Honestly, I find Blue to be the hardest color to slot into D&D's alignment system. Green slots in roughly round the CG side of the spectrum; if it had to place in the Great Wheel, it would be in the Beastlands/Happy Hunting Grounds. White slots into Celestia or Arcadia (depending on how positive you feel about White), Black is Hades/Grey Waste, or possibly Carceri. But I don't where to put Blue, I don't think it really fits with the themes of Mechanus. I think Acheron is probably close to Blue, but only if you see Acheron as a giant realm of war simulations on which to conduct test after test of magical theory.
 

Here's a possibly dumb idea: maybe go to ten alignments instead of nine (though I've no idea how this would work) then line each of those alignments up with a colour-pair that matches one of the ten guilds......
 

I came into this this thread only to be disappointed to discover that it wasted my time talking about MtG colors. 2/5. Wouldn't read again.*

*For certain values of "wouldn't read again"
 

I came into this this thread only to be disappointed to discover that it wasted my time talking about MtG colors.
I'm not so sure about the waste of time bit (in general, not specific to you). I very much suspect we'll see more of this line of thinking, not less, as time goes on.
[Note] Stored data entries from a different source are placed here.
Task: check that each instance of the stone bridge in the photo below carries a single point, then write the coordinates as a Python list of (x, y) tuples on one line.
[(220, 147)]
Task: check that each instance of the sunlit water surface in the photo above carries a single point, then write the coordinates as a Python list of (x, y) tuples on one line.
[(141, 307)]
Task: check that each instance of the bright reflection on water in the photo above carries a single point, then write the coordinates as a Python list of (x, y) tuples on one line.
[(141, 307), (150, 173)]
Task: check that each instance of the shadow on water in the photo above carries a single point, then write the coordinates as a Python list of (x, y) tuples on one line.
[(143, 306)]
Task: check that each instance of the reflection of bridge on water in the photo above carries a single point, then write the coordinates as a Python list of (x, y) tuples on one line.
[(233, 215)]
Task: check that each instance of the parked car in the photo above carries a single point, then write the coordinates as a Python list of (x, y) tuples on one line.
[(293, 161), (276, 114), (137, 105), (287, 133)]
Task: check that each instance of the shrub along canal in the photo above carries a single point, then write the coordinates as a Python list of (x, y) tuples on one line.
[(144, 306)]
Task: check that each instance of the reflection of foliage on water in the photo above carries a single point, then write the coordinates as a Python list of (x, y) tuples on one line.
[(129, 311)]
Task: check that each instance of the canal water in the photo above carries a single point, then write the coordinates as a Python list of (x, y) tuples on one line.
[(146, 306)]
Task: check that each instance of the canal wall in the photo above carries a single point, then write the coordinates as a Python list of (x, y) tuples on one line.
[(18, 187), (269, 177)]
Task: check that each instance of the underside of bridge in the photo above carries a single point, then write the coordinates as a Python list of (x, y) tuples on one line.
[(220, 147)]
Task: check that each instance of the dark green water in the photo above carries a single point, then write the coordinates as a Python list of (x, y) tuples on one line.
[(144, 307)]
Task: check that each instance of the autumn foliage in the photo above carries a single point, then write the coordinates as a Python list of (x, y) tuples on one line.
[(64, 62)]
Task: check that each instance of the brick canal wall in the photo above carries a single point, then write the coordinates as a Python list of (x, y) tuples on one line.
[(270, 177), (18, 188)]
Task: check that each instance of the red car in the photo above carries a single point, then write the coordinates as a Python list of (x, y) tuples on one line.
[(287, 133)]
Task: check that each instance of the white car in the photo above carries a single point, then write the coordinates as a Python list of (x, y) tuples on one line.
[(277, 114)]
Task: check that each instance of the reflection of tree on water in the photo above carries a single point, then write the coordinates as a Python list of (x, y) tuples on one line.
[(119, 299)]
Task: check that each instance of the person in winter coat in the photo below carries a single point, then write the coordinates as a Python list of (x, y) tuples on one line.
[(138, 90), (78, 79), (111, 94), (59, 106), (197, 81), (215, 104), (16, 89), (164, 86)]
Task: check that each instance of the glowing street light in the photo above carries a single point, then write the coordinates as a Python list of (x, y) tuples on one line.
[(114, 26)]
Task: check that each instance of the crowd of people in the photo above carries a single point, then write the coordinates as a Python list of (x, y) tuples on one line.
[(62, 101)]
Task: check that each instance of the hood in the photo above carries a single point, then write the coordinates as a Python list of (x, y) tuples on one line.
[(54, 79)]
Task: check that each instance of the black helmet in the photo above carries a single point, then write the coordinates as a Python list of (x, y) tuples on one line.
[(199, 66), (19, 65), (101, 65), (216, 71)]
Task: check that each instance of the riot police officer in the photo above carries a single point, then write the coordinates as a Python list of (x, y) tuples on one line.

If WotC are indeed trying to bridge the gap between D&D and Magic, they too will eventually start having discussions along these same lines (if not already) as to how to cross-pollinate - and cross-market - the two.

For example: they could stat out a bunch of well-known past and present M:tG creatures, break them into tiers or CR-based groups, put them in booster packs, and sell them with the intent that whenever someone casts Monster Summoning what appears is whatever random card is pulled from that level's pack.

Having the monster's colour on the card somehow signal its alignment in the game would then makes tons of sense.